Pembantu Pemimpin Negara Keuangan (Menkeu) Purbaya Yudhi Sadewa. FOTO/dok.SindoNews
“Kenapa anggarannya dipotong Hingga Area? Saya juga kan belum Dari Sebab Itu Pembantu Pemimpin Negara Keuangan Di Pada dipotong. Dan dasar pemotongan juga nggak terlalu jelas Sebagai saya. Ada yang 50–70%, mana bisa hidup Hingga Area,” ujar Purbaya Untuk Kegiatan Bimtek Golkar FPG DPRD Provinsi dan Kabupaten/Kota TA 2025 Hingga Jakarta, Kamis (11/12/2025).
Baca Juga: Purbaya Pastikan Dana Bencana Sumatera Cukup: Dana Diambil Untuk Diskusi Gak Jelas
Purbaya menjelaskan bahwa semula ia juga heran Bersama Aturan pemotongan TKD yang dinilainya menyulitkan perekonomian Area Sebagai tumbuh. Purbaya lantas Memberi kelonggaran Bersama menyetujui kenaikan Dana yang Sesudah Itu diusulkan Dari Pembantu Pemimpin Negara Untuk Negeri, Tito Karnavian.

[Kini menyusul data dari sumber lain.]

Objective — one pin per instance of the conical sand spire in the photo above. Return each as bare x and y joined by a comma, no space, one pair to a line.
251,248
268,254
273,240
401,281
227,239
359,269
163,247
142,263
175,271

“Pak Tito datang. Dia ngajuin, Pak Purbaya, nggak cukup Area nih saya ajukan kenaikan. Berapa? Sekian. Yaudah saya setujuin. Saya gak pikir lagi. Rp43 triliun kalau gak salah. Dari Sebab Itu kalau ada Ketidak Setujuan jangan Ketidak Setujuan saya lagi, Ketidak Setujuan Pak Tito ngajuinnya kurang. Sebab saya nggak ngitung lagi, Pak Tito cukup? Cukup. Ternyata masih kurang,” katanya.
Lebih Jelas, Purbaya mengungkapkan pemangkasan Dana TKD juga telah direstui Pemimpin Negara Prabowo Subianto. Menurutnya, Pemimpin Negara menilai banyak belanja Area yang diselewengkan Supaya perlu dilakukan perbaikan Sebelumnya Di akhirnya Dana kembali dilonggarkan.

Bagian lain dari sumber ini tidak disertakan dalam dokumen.